- Purchasing Managers’ Index is an economic indicator which indicates the business activity & economic health of both the manufacturing and service sectors.
- PMI of India is published by Japanese firm Nikkei but compiled and constructed by IHS Markit, a London–based global information provider.
- PMI is an investor sentiment tracking index and is more dynamic in nature. They are derived from monthly surveys of about 400 private companies.
- Variables used for calculating the PMI are: Output, New Orders, Employment, Input Costs, Output Prices, Backlogs of Work, Export Orders, Quantity of Purchases, Suppliers’ Delivery Times, Stocks of Purchases and Stocks of Finished Goods.
- PMI, which is usually released at the start of the month, serves as a leading indicator of economic activity. It comes before the official data on industrial output, core sector manufacturing and GDP growth.
How to read PMI?
- While PMI >50 implies an expansion of business and economic activity, PMI <50 means contraction.
Why in News?
- India’s manufacturing industry clocked a strong start to financial year 2022-23, posting marked and accelerated expansion in new orders and production despite a rise in inflation.
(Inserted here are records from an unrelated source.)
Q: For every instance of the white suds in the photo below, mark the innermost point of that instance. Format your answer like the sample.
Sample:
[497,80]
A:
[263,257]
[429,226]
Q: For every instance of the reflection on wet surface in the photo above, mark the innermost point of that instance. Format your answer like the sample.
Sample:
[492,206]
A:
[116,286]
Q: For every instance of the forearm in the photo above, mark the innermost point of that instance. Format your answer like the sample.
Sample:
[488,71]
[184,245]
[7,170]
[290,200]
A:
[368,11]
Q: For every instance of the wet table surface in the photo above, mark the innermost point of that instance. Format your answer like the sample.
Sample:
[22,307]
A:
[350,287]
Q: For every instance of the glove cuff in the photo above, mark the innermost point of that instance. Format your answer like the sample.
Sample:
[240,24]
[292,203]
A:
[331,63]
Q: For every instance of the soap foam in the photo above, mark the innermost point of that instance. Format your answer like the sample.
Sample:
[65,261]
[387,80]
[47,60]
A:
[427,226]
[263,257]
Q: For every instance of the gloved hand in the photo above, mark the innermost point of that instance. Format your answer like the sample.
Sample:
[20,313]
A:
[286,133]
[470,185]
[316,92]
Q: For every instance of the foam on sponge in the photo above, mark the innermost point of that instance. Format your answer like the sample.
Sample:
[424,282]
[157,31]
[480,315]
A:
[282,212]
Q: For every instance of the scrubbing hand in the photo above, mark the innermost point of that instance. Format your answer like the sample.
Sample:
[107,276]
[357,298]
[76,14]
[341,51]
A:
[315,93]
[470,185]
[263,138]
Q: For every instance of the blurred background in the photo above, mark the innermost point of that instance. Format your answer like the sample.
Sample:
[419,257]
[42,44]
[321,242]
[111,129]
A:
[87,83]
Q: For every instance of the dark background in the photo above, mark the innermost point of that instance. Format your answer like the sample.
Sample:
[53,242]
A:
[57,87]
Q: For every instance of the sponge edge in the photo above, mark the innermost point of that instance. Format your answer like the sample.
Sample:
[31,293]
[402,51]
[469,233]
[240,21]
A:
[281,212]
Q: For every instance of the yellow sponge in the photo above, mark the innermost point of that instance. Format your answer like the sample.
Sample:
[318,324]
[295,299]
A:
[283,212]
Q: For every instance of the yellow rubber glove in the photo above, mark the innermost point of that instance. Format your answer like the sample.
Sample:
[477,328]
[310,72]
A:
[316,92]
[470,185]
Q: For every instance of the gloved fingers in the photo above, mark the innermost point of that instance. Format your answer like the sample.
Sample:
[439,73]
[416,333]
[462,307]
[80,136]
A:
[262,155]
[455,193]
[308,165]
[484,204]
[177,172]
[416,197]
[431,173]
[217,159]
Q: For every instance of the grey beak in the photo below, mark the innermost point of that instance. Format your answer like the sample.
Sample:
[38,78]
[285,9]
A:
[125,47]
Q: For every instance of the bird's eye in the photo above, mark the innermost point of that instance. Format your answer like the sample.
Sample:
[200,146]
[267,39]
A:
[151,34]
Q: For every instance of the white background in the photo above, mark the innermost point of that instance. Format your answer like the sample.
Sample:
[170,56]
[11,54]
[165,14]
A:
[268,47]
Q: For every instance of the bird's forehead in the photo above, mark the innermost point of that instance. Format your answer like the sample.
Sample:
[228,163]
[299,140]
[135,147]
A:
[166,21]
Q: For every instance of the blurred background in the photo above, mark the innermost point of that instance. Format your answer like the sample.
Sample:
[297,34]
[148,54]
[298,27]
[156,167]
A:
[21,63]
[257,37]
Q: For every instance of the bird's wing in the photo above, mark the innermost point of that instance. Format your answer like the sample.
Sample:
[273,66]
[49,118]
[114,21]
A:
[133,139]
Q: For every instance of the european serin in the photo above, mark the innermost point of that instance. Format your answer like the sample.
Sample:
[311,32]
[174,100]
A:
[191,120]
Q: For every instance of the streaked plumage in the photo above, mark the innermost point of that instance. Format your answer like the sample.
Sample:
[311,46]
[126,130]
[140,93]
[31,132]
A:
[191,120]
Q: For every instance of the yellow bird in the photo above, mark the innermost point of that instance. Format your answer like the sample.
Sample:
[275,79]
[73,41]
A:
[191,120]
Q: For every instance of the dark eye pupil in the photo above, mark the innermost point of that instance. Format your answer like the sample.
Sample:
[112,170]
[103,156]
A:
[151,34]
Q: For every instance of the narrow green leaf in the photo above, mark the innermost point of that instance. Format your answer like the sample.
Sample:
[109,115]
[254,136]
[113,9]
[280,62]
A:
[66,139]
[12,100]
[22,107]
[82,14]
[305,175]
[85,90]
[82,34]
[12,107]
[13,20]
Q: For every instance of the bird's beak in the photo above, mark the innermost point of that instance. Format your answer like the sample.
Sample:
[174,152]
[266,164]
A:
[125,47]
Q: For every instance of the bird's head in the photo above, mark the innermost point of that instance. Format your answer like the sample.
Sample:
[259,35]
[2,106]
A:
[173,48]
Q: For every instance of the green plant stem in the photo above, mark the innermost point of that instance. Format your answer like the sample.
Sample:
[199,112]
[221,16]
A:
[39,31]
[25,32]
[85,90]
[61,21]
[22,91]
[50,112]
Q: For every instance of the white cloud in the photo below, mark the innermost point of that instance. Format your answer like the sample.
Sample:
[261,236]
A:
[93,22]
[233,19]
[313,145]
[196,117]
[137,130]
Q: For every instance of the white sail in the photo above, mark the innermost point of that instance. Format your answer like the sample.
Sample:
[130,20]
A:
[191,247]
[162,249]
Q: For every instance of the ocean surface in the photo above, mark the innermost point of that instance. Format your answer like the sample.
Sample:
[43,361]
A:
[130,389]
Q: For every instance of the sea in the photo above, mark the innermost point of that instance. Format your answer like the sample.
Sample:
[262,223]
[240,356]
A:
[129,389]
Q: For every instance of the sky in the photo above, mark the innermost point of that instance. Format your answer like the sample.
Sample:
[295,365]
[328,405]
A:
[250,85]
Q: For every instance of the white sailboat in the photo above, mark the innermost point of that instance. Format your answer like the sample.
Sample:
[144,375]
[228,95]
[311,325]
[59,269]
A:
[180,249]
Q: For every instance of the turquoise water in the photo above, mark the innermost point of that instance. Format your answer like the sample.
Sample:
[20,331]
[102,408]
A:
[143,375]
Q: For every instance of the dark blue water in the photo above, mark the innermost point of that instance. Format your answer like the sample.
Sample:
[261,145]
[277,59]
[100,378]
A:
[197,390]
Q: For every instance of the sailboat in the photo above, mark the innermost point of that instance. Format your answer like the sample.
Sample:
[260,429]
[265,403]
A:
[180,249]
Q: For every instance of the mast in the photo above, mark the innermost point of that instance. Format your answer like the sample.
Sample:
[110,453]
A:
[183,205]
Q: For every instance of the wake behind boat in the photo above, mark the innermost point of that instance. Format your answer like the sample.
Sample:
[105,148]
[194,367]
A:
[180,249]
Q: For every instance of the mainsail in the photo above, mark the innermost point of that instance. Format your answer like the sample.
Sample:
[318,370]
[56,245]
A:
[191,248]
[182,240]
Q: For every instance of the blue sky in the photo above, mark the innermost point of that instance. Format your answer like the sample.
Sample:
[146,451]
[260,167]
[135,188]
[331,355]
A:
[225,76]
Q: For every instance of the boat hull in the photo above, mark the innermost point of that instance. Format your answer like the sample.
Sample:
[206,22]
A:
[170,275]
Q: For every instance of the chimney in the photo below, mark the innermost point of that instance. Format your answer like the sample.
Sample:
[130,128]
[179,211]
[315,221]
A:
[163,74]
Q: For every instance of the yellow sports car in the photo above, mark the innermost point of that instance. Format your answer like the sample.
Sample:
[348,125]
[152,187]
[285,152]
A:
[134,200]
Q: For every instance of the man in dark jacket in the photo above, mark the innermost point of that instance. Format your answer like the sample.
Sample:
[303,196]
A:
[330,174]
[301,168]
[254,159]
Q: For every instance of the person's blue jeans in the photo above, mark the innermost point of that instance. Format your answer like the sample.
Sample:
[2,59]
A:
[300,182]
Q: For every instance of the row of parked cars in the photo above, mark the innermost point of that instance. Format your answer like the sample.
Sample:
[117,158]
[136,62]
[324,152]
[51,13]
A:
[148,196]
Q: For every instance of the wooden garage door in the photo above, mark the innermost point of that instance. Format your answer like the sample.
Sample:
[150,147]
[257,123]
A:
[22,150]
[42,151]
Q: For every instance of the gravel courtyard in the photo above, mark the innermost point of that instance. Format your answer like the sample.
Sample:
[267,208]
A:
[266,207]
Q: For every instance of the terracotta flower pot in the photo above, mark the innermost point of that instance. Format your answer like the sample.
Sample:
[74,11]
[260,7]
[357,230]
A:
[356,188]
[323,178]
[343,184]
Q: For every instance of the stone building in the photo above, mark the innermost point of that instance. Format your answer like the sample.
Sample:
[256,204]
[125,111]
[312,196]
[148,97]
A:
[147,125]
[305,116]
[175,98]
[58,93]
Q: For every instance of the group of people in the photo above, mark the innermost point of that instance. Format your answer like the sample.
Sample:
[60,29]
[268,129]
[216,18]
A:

Rising from 54.0 in March to 54.7 in April, the Manufacturing Purchasing Managers’ Index (PMI) highlighted a solid and faster improvement in operating conditions across the sector.
- A PMI number greater than 50 shows expansion in business activity, and less than 50 indicates contraction.
- PMI is a leading indicator, giving analysts a good sense of the direction of a country’s economy.
- The PMI in manufacturing is obtained based on the results of a survey sent to a set of manufacturing companies.